Posts Tagged ‘Matrix access’

Boundary access modes in Quasar

In earlier versions of Quasar, the boundary extension modes (such as 'mirror, 'circular) only affected the __kernel__ and __device__ functions.

To improve transparency, this is has recently changed. This has the consequence that the following get access modes needed to be supported by the runtime:

(no modifier)     % =error (default) or zero extension (kernel, device function)
safe              % zero extension
mirror            % mirroring near the boundaries
circular          % circular boundary extension
clamped           % keep boundary values
unchecked         % results undefined when reading outside
checked           % error when reading outside

Implementation details: there is a bit of work involved, because it needs to be done for all data types (int8, int16, int32, uint8, uint16, uint32, single, double, UDT, object, …), for different dimensions (vec, mat, cube), and for both matrix getters / slice accessors. perhaps the reason that you will not see this feature implemented in other programming languages: 5 x 10 x 3 x 2 = 300 combinations (=functions to be written). Luckily the use of generics in C# alleviates the problem, reducing it (after a bit of research) to 6 combinations (!) where each algorithm has 3 generic parameters. Idem for CUDA computation engine.
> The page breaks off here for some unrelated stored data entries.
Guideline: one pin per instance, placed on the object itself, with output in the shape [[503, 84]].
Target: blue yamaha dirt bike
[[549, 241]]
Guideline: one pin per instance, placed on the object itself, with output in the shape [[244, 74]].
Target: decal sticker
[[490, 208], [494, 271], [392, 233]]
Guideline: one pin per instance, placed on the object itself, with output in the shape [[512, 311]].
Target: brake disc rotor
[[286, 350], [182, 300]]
Note that the modifier unchecked should be used with care: only when you are 100% sure that the function is working properly and that there are no memory accesses outside the matrix. A good approach is to use checked first, and when you find out that there never occur any errors, you can switch to unchecked, in other to gain a little speed-up (typically 20%-30% on memory accesses).

Now I would like to point out that the access modifiers are not part of type of the object itself, as the following example illustrates:

A : mat'circular = ones(10, 10)
B = A    % boundary access mode: B : mat'circular
C : mat'unchecked = A

Here, both B and C will hold a reference to the matrix A. However, B will copy the access modifier from A (through type inference) and C will override the access modifier of A. The result is that the access modifiers for A, B and C are circular, circular and unchecked, respectively. Even though there is only one matrix involved, there are effectively two ways of accessing the data in this matrix.
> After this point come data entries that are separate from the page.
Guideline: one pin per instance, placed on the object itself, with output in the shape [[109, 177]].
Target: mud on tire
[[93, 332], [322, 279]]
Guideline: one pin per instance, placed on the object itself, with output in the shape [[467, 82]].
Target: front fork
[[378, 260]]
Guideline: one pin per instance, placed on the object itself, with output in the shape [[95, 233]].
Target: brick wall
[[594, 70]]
Now, to make things even more complicated, there are also put access modes. But for implementation complexity reasons (and more importantly, to avoid unforeseen data races in parallel algorithms), the number of options have been reduced to three:

safe (default)      % ignore writing outside the boundaries
unchecked           % writing outside the boundaries = crash!
checked             % error when writing outside the boundaries

This means that 'circular, 'mirror, and 'clamped are mapped to 'safe when writing values to the matrix. For example:

A : vec'circular = [1, 2, 3]
A[-1] = 0   % Value neglected

The advantage will then be that you can write code such as:

A : mat'circular = imread("lena_big.tif")[:,:,1]
B = zeros(size(A))
B[-127..128,-127..128] = A[-127..128,-127..128]

Construction of Cell matrices

In Quasar, it is possible to construct cell vectors/matrices, similar to in MATLAB:

A = `1,2,3j,zeros(4,4)´

(Matlab-syntax uses braces as in {1,2,3j,zeros(4,4)}).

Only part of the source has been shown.